2、主が共におられるなら、牢であろうと、死であろうと・・・との勇ましさであった。信仰深そうな言葉であり、自分の信仰は自分で保てるもの、自分の信仰心こそ、誰にも負けないと、誇ってもいた。(※マタイ26:33)しかし人が口にする、「覚悟はできております」との言葉ほど、脆いこともまた事実である。「大丈夫です」と言い張る時、本当は「大丈夫ではない」と発信しているのかもしれない。本人も気づかないままに・・・。主イエスは、シモンに、今度は「ペテロ。あなたに言いますが、きょう鶏が鳴くまでに、あなたは三度、わたしを知らないと言います」と言われた。(34節)「ペテロ」とはシモンに付けられたあだ名であった。「岩」または「巌」を意味する名前で、その名をもってしても、これから襲ってくる誘惑に、とても太刀打ちできない弱さのあることに、気づくよう言われていたのである。どんなに自分では大丈夫と、そう思っていても、サタンにふるわれる時、それに耐えられるのは、自分の力や決意にはよらないことだからである。主イエスに祈られて、そして支えられることがあって、弟子たちの信仰は保たれていたのである。
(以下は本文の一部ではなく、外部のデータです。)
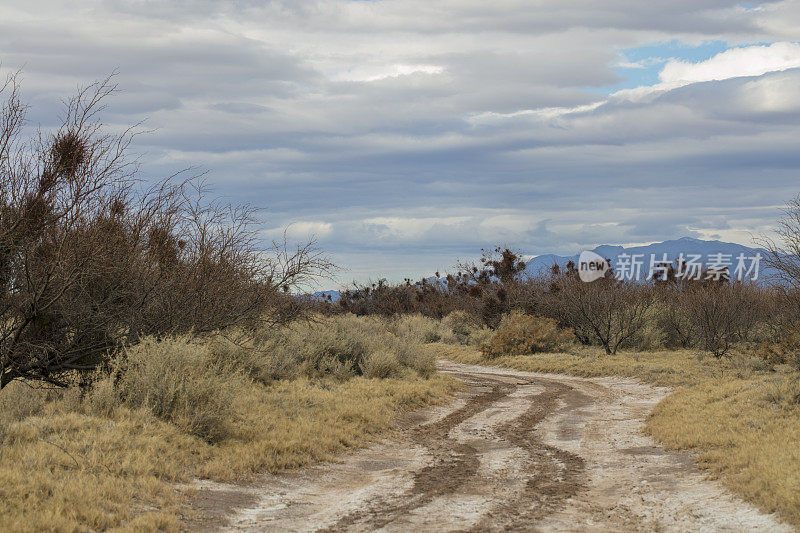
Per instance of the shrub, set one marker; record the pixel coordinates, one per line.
(176, 380)
(461, 325)
(90, 263)
(416, 328)
(382, 364)
(606, 312)
(264, 358)
(785, 351)
(520, 334)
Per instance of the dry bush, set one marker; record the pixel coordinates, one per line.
(90, 262)
(604, 312)
(176, 380)
(342, 346)
(461, 326)
(721, 314)
(520, 334)
(416, 328)
(785, 351)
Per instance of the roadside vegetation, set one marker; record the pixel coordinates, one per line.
(729, 350)
(147, 339)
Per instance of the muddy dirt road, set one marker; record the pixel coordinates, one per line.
(515, 452)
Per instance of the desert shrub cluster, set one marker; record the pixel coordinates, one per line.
(520, 334)
(712, 315)
(92, 260)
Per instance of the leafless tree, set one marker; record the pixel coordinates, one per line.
(89, 260)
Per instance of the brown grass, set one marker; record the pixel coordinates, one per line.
(740, 414)
(111, 458)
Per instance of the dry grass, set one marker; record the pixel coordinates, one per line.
(172, 412)
(740, 414)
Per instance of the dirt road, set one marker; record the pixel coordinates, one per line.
(516, 451)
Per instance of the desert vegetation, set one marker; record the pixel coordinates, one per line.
(147, 338)
(728, 349)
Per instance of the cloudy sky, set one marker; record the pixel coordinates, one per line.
(407, 134)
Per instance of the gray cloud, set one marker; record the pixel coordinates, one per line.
(409, 134)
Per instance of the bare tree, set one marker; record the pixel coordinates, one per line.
(606, 311)
(89, 261)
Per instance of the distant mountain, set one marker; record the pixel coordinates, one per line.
(672, 250)
(623, 259)
(331, 295)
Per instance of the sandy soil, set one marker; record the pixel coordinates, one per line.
(516, 451)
3、主イエスは、一連の教えを締めくくるよう、かつて伝道に遣わされた時のことを思い出させて言われた。「しかし、今は、財布のある者は財布を持ち、同じく袋を持ち、剣のない者は着物を売って剣を買いなさい。」(35〜36節)以前と今では、状況が大きく変化し、今は「剣」が必要な時であることが告げられている。更に、聖書に預言されていることが、「わたしに必ず実現するのです。・・・」(37節)と語り、罪人の一人に数えられる、苦難の僕の死が、ご自分の身に及ぶことを告げておられた。(イザヤ53:12)ご自分がこの地上に来られた、その目的、その意味、それらが今こそ全て成就し、実現する時が迫っていると語られたのである。けれども弟子たちは、相も変わらず「主よ。このとおり、ここに剣が二ふりあります」と、「剣」を文字通りの剣とだけ考えていた。(38節)主イエスが「それで十分」と言われたのは、話がなかなか通じないまま、最早これまで・・・と言いたかったものと思われる。いよいよ十字架に向かうのに、今はこれまでにしようと、そう思われたのに違いない。主が言われた「剣」は、神の武具としての「剣」、神の言葉を心に蓄えること、神の御言葉に拠り頼む信仰に進むことの大事さを指していたのである。
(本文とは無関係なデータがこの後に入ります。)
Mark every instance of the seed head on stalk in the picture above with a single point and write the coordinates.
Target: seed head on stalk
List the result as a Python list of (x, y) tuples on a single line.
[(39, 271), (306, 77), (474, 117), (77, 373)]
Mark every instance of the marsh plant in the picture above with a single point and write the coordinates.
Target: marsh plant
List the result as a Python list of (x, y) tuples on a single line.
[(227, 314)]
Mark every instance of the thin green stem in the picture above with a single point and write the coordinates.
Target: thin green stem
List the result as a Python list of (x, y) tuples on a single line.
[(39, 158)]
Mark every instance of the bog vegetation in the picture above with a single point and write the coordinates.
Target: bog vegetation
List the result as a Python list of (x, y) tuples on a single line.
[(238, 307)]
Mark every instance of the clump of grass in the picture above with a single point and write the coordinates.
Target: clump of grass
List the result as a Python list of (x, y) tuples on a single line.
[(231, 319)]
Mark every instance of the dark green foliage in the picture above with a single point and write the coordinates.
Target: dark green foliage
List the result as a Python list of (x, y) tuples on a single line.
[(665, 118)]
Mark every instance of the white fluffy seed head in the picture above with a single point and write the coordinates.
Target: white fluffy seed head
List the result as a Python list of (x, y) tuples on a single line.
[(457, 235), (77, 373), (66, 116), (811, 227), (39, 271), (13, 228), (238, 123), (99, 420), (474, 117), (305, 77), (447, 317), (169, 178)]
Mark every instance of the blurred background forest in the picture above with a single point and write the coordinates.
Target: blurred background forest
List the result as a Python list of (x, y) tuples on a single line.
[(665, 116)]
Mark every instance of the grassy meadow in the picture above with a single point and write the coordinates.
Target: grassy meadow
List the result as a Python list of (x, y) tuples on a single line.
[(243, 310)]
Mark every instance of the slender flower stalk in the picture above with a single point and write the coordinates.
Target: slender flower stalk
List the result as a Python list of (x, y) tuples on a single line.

<結び> 私たちは、自分の信仰について、自分の心掛けや態度、また熱心や訓練によって、かなりの部分、これを何とかできると思っていることはないだろうか。実際に心が騒ぐことがあり、信仰心が熱くなったり冷たくなったり、急に熱心さが冷めたり、自分の思いや気分が影響するのは確かである。けれども、信仰がサタンにふるわれることがあっても、それ以上に力ある方が、「しかし、わたしは、あなたの信仰がなくならないように、あなたのために祈りました」と、執り成しの祈りをささげて下さっている、これに勝る助けはない。この祈りの力は絶大である。全く真実なお方が、祈りによって支えて下さるのであって、シモンが信仰からふるい落とされることはなかった。決して有り得ない。彼は必ず守られるのであった。
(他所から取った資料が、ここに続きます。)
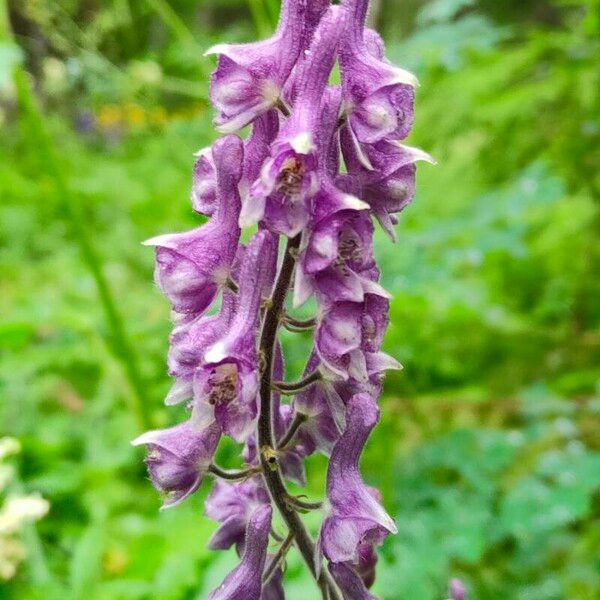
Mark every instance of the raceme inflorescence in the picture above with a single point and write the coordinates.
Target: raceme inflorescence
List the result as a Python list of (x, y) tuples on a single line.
[(319, 163)]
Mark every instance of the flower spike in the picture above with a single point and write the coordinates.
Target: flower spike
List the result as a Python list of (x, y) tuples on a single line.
[(250, 77)]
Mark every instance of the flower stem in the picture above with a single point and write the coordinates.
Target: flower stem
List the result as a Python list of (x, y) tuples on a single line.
[(118, 340), (296, 387), (277, 559), (233, 475), (304, 504), (298, 324), (266, 439), (290, 434)]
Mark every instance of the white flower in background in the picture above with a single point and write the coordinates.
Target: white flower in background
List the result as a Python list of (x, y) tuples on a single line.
[(15, 511)]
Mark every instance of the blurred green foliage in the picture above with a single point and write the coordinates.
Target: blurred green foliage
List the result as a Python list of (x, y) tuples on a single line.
[(488, 451)]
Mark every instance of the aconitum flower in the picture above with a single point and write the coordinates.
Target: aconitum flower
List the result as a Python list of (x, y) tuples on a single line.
[(191, 267), (289, 178), (231, 505), (348, 331), (378, 97), (349, 582), (319, 165), (245, 580), (355, 515), (250, 77), (226, 383), (178, 458)]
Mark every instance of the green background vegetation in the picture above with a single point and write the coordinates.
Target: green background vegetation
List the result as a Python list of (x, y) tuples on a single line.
[(488, 452)]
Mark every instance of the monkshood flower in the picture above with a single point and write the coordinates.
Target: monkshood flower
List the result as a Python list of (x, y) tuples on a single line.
[(337, 256), (355, 515), (323, 413), (204, 183), (226, 384), (245, 581), (319, 164), (178, 458), (378, 96), (189, 341), (350, 582), (388, 186), (289, 178), (257, 147), (231, 505), (349, 330), (250, 77), (191, 267), (338, 261)]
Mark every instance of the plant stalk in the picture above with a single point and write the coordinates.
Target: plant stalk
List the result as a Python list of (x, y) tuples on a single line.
[(266, 439)]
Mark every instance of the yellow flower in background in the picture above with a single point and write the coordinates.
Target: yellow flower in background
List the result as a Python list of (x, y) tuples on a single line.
[(15, 511)]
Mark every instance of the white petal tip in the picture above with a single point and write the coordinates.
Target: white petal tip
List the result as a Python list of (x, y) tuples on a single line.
[(216, 49), (158, 240), (355, 203), (302, 143)]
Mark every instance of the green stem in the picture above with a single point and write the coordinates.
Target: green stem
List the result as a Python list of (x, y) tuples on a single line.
[(119, 342), (261, 19)]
「だからあなたは、立ち直ったら、兄弟たちを力づけてやりなさい。」シモンは、新たな使命、務めを託されている。弟子たちの互いの交わりの中で、弱さを担い合うこと、互いに励まし合い、支え合うこと、その尊い働きのためシモンは用いられるのである。挫折を経験した者でなければ決して分からない、痛みを知る者の思いやる心、その心を持つ者となるよう、シモンは祈られていた。信仰は、主イエスに祈られて保たれ、そして弱さを知る者たちの互いの励まし合い、互いの力づけによって、不思議にも保たれるのである。そして、その信仰が更に養われるのは、神の御言葉によってであり、その御言葉を心に蓄え、その教えに従って生きることが、何よりも大事なのである。教えられた通りに、私たちが生きているか、自分に問いつつ歩む者でありたい。私のために主イエスが祈っていて下さるのである。このお方が私たちの信仰を、完成へと導いて下さるのである。感謝をもって歩み続けようではないか。